Financial advisor Jeffrey Jeter was talking to a tough crowd at the Fountain City Business and Professional Association meeting Aug. 8. But they weren’t tough in the way you might think. Instead of having a group of small business owners to whom he could extol the virtues of wise financial planning, he was talking to a group of bankers, insurance agents and legal professionals.
You could say he was preaching to the choir.
Jeter’s presentation was all about business owners leaning too heavily on their businesses as retirement income and inheritance for their heirs. The takeaway was simple: your business is worth what someone will pay for it. And there are plenty of pitfalls along the way.
“We can’t build a plan on anything but money in the bank,” he said. “Whatever it is that you think is worth $1 million, it’s only worth $1 million to the owner.”
He used the example of his purple, imported leather shoes, asking folks what they would pay for them.

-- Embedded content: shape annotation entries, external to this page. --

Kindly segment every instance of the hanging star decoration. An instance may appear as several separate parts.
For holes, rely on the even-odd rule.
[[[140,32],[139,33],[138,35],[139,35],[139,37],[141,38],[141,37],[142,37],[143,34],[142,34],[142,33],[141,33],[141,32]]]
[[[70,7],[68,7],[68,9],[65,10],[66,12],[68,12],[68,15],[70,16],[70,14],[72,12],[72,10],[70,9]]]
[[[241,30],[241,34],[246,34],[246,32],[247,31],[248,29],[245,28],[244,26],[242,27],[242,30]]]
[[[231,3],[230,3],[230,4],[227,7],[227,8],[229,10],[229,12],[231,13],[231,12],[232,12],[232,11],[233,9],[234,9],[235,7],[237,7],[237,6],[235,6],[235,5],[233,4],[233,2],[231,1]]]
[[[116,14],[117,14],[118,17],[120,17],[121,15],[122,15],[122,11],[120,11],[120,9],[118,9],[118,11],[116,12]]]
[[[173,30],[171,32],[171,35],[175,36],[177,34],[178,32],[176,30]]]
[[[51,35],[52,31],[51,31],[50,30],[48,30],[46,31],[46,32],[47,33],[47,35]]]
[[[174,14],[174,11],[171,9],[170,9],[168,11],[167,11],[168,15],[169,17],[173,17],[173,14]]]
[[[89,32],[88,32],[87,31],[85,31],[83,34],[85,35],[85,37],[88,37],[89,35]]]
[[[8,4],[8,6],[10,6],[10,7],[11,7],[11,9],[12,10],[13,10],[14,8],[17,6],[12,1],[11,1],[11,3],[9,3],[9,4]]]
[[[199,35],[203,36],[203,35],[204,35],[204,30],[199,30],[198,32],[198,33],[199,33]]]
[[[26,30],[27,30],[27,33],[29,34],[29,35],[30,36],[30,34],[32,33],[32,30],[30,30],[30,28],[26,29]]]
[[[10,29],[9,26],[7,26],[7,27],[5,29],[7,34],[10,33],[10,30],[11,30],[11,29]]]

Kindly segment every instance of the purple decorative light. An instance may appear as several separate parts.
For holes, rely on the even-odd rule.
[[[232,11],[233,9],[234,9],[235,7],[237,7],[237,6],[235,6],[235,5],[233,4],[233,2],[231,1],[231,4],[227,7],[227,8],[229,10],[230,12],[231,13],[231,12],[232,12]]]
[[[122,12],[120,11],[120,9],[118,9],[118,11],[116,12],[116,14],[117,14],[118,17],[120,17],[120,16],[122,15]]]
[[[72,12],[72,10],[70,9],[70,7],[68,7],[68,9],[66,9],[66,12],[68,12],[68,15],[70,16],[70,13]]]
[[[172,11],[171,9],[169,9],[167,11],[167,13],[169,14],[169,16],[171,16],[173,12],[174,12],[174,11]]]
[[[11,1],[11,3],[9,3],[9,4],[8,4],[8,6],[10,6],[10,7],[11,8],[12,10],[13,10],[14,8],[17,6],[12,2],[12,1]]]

He paid $34.95, a big discount, but someone in the audience said $0. That person was Commercial Bank vice president John Fugate, who had some wise words to add.
Back in the 1970s, Fugate bought a business, put $200,000 of his own money into it, then had to sell during a time when interest rates were 21 percent.
“I couldn’t give it away,” Fugate said. “When they’re doing good, all they can see is expanding. They can’t see putting some of that money back. It’s like the hog sitting under the acorn tree. He never looks up to see where the acorns come from, and sooner or later they run out.”
Penny Kleinschmidt of State Farm added her own experiences to the issue.
“We’re all guaranteed to die sometime,” she said. “I have never delivered a life insurance check where someone told me it was too much money.”